O exame proposto pelos médicos é capaz de identificar tumores no sangue. A descoberta, publicada na revista americana “Science Translational Medicine”, permite a personalização de tratamentos do câncer, oferecendo terapias mais agressivas para certos pacientes, enquanto poupa outros de quimioterapias e radioterapias desnecessárias.
Atualmente os médicos indicam para um paciente o melhor tratamento para o grupo de pacientes. Há o remédio A e B. Se o A é o eficiente para a maioria, este será o escolhido.
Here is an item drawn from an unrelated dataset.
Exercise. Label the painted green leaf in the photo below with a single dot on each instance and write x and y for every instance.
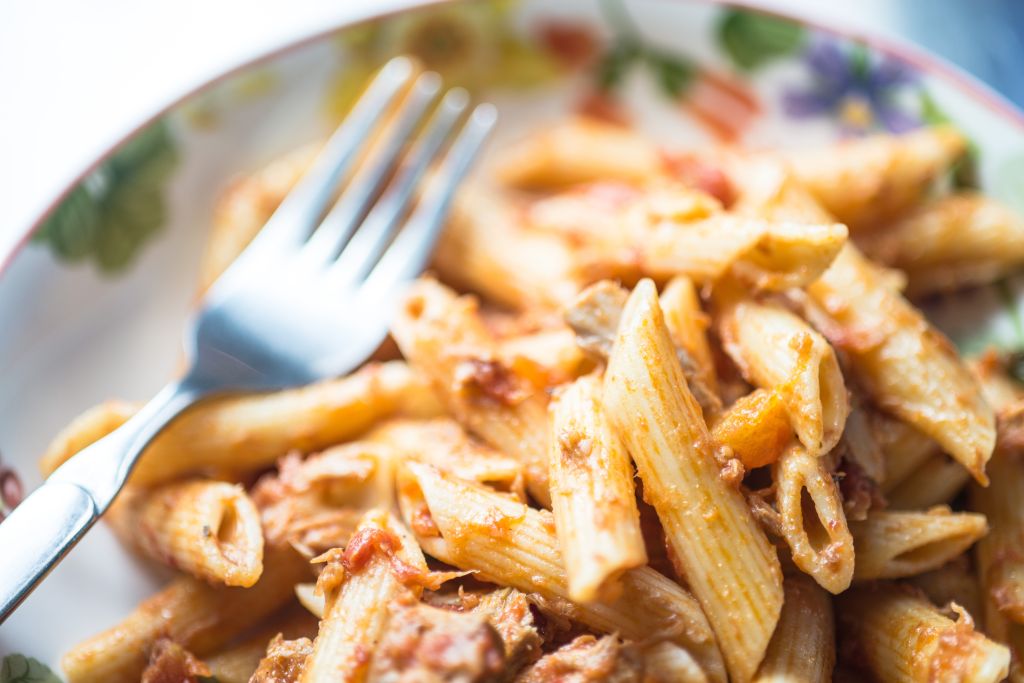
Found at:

O novo procedimento proposto pelos americanos poderá indicar a melhor medicação e a dosagem correta.
O autor do estudo, Bert Vogelstein, afirma que os testes genéticos utilizam recursos de ponta para sequenciar genomas inteiros, um procedimento que já foi demorado e custoso. A nova proposta está calcada na ideia de medicina personalizada, pois se trata de um exame que deve ser elaborado de acordo com as necessidades de cada paciente.
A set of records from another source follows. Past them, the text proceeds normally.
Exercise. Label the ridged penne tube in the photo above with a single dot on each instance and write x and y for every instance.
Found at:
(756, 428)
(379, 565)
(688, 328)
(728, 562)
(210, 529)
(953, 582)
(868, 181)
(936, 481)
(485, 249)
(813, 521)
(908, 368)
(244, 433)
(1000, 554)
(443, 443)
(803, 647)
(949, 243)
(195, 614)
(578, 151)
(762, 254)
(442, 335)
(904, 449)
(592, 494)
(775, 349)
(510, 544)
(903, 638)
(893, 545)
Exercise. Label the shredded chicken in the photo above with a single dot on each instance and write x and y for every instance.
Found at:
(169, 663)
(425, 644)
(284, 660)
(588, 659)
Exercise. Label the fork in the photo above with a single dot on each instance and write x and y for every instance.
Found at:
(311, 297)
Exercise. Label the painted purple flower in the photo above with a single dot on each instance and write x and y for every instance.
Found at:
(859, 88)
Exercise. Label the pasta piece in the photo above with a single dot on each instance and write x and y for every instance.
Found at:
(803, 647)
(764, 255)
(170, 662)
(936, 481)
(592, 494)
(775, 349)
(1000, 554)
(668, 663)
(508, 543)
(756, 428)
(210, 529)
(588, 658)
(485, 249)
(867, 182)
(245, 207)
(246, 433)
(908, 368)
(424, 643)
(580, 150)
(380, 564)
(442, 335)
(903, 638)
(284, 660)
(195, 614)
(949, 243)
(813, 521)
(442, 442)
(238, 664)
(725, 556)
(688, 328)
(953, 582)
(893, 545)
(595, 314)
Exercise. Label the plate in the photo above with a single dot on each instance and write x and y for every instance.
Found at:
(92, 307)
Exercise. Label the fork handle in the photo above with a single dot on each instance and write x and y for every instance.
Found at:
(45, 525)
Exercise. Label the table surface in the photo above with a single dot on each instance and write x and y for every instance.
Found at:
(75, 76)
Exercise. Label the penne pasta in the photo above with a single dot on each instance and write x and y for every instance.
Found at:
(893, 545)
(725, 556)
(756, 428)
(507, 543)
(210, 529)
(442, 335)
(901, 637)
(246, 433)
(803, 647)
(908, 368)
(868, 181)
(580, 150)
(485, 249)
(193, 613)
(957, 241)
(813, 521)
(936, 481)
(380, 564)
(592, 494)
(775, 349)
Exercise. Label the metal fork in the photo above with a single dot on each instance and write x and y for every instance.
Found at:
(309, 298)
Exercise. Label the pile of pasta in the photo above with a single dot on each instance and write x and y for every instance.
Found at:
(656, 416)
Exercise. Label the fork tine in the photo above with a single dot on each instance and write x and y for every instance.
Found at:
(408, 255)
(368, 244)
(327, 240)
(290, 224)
A pesquisa e os resultados
Para realizar o estudo, os pesquisadores passaram pelas seguintes etapas:
- Selecionaram seis conjuntos de tecido normal e canceroso de quatro pacientes com câncer colo-retal e dois com câncer de mama.
- Mapearam o código genético de cada uma das amostras.
- Procuraram nas amostras cancerígenas áreas do genoma em que havia cópias extras de DNA ou cromossomos fundidos.
- A partir desta análise, verificaram que houve, em média, nove rearranjos em cada amostra.
- Perceberam que estas alterações não estavam presentes no tecido normal recolhido.
- Identificaram o que seria a assinatura genética do tumor.
- Coletaram o sangue dos pacientes e procuraram vestígios de DNA liberados pelo tumor.
- A busca teve sucesso em dois pacientes com câncer colo-retal que logo foram submetidos à cirurgia para remoção do tumor.
- Após a intervenção, verificaram que o nível da assinatura genética dos tumores diminuiu, mas logo voltou aos índices normais.
- Os cientistas interpretaram esta mudança como um indício de que o câncer permanecia no sangue dos pacientes.
- Foi realizada uma nova cirurgia e uma rodada de quimioterapia no paciente e os níveis da assinatura genética do tumor foram novamente reduzidos.